Dans un billet de blog, Google annonce une « nouvelle couche de sécurité pour les appareils Android certifiés » Play Protect : la vérification par les développeurs. Déjà en place sur Google Play depuis 2023, elle sera nécessaire pour le sideloading (téléchargement direct d’APK, boutiques alternatives) à partir de l’année prochaine.

Un accès anticipé sera mis en place à partir d’octobre de cette année pour tester (sur invitation) la vérification, avant de s’ouvrir à tous les développeurs en mars 2026. Cela passera par une nouvelle console pour les développeurs, avec deux étapes : vérification de l’identité (nom, adresse, email et téléphone) et enregistrement de vos applications.

À partir de septembre 2026, au Brésil, en Indonésie, à Singapour et en Thaïlande, toutes les applications installées sur un terminal Android certifié devront provenir de développeurs vérifiés. Le déploiement de cette fonctionnalité continuera au niveau mondial en 2027. Pour les développeurs étudiants et amateurs, Google proposera une autre Developer Console adaptée à leurs besoins, sans plus de détails pour l’instant.

« Nous avons vu comment des acteurs malveillants se cachent derrière l’anonymat pour nuire aux utilisateurs […] L’ampleur de cette menace est importante : notre analyse récente a révélé plus de 50 fois plus de malwares provenant de sources sur Internet que des applications sur Google Play », explique le géant du Net pour justifier son changement de politique.
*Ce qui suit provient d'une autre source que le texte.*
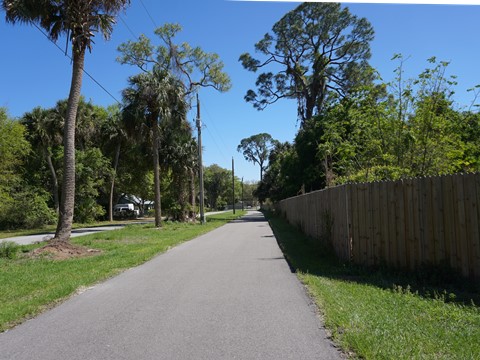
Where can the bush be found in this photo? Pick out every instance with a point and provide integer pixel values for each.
(27, 210)
(8, 249)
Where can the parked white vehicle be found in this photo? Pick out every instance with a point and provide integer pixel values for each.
(125, 211)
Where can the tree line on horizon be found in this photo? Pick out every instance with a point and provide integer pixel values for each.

Enfin, Google termine par une pique à Apple, qui est vent debout contre l’ouverture, forcée par l’Europe, de son App Store : « Pour être clair, les développeurs garderont la même liberté de distribuer leurs applications directement aux utilisateurs par sideloading ou d’utiliser la boutique de leur choix. Nous pensons que c’est ainsi qu’un système ouvert devrait fonctionner – préserver le choix tout en améliorant la sécurité. Android continue de montrer qu’avec la bonne conception et les bons principes de sécurité, l’ouverture et la sécurité peuvent aller de pair ».

Ces belles annonces sur l’ouverture n’empêchent pas Google d’abuser de sa position sur la distribution des applications, comme l’a récemment confirmé la justice étasunienne, obligeant Google à modifier les règles de son Store.

Le 26 août à 08h00

Commentaires (34)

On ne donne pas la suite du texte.